Ces stages devraient-ils être obligatoires pour nos représentants ? Vous avez été plus de 230 à répondre à notre question sur La Libre.be. Pour une majorité écrasante d’entre vous (87,1 %), cette expérience ne leur ferait pas de tort. Pour les autres (12,9 %), la pauvreté n’est pas un jeu et la simuler ne serait pas représentatif de ce que les personnes en situation de pauvreté vivent au quotidien.

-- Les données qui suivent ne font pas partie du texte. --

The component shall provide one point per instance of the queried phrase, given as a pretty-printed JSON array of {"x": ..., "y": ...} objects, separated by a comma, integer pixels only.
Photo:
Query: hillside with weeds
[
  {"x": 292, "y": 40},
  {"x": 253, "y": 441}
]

En France, une dizaine de délégations représentant les plus vulnérables comme les personnes en situation de fragilité, victimes d’un handicap ou précaires, a proposé lundi "un stage de pauvreté obligatoire pour les élus, les hauts fonctionnaires et les travailleurs sociaux". Cette mesure s’inscrit dans le cadre du Grand Débat voulu par le gouvernement français suite à la crise des "gilets jaunes". Cette proposition, ainsi qu’une vingtaine d’autres, sera versée au Grand Débat qui prendra fin ce samedi 16 mars.
Et en Belgique ?
Nos politiques et hauts responsables devraient-ils faire vœu de pauvreté, au moins pour un temps ? Le programme des Nations unies pour le développement définit la pauvreté comme étant la combinaison de la pauvreté en termes de revenus, de développement humain et d’exclusion sociale. En Belgique, son seuil est caractérisé par un revenu de 13 377 € net par an, soit 1 115 € net par mois pour une personne isolée, ou de 28 092 € net par an soit 2 341 € net par mois pour un ménage composé de deux adultes et deux enfants de moins de 14 ans.

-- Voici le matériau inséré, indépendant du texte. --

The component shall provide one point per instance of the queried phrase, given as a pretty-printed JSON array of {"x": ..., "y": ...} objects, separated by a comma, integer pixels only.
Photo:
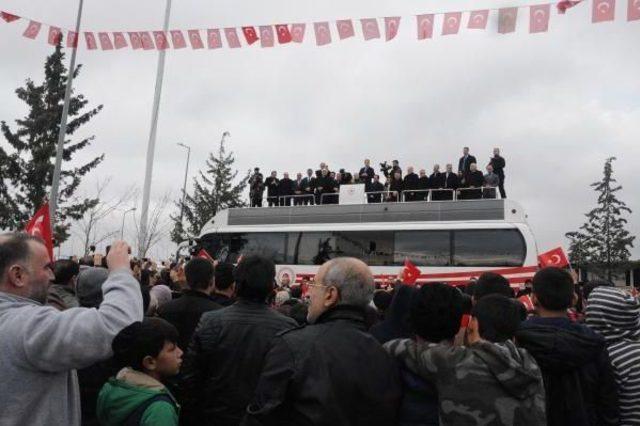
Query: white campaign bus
[{"x": 449, "y": 241}]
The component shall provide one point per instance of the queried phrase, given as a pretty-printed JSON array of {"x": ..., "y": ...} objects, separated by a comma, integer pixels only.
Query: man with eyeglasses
[
  {"x": 331, "y": 372},
  {"x": 42, "y": 347}
]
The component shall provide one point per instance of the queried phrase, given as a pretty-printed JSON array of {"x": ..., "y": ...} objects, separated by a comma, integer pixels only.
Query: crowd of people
[
  {"x": 124, "y": 342},
  {"x": 322, "y": 186}
]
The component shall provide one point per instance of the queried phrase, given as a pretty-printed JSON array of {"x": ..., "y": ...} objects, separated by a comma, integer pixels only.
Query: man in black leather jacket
[
  {"x": 224, "y": 361},
  {"x": 332, "y": 372}
]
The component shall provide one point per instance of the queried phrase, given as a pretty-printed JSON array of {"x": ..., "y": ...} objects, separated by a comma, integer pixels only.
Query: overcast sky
[{"x": 557, "y": 103}]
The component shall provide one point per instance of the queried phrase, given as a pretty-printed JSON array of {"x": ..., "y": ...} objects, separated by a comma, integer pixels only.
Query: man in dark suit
[
  {"x": 449, "y": 183},
  {"x": 411, "y": 181},
  {"x": 309, "y": 185},
  {"x": 285, "y": 190},
  {"x": 272, "y": 188},
  {"x": 185, "y": 312},
  {"x": 464, "y": 164},
  {"x": 498, "y": 163},
  {"x": 366, "y": 173},
  {"x": 435, "y": 183},
  {"x": 298, "y": 190},
  {"x": 423, "y": 186},
  {"x": 475, "y": 179},
  {"x": 377, "y": 187}
]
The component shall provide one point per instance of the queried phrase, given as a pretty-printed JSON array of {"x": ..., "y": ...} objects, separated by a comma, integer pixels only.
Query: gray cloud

Selon une récente étude menée par le professeur André Decoster (KUL), le taux de pauvreté en Belgique, bien que plutôt stable, s’élève toutefois à environ 16 % de la population.
Vivre avec 60 euros par semaine, elle l’a fait
L’année dernière, la députée bruxelloise SP.A Hannelore Goeman a été invitée par l’ASBL Welzijnszorg à vivre durant une semaine avec 60 euros en poche. Avec ce montant, elle a dû payer sa nourriture, son téléphone, mais aussi des frais imprévus et ses loisirs. "Ce fut une semaine très confrontante : compter, compter et encore compter et ne pas être sûre qu’à la fin de la semaine j’aurai encore suffisamment d’argent pour couvrir tous les frais. Rechercher la nourriture la meilleur marché dans le magasin, signifie acheter de la nourriture moins saine : les aliments en conserve sont moins chers que les fruits et légumes frais. Dès lors, j’ai mangé de la lasagne pendant toute la semaine", a expliqué la députée à la RTBF.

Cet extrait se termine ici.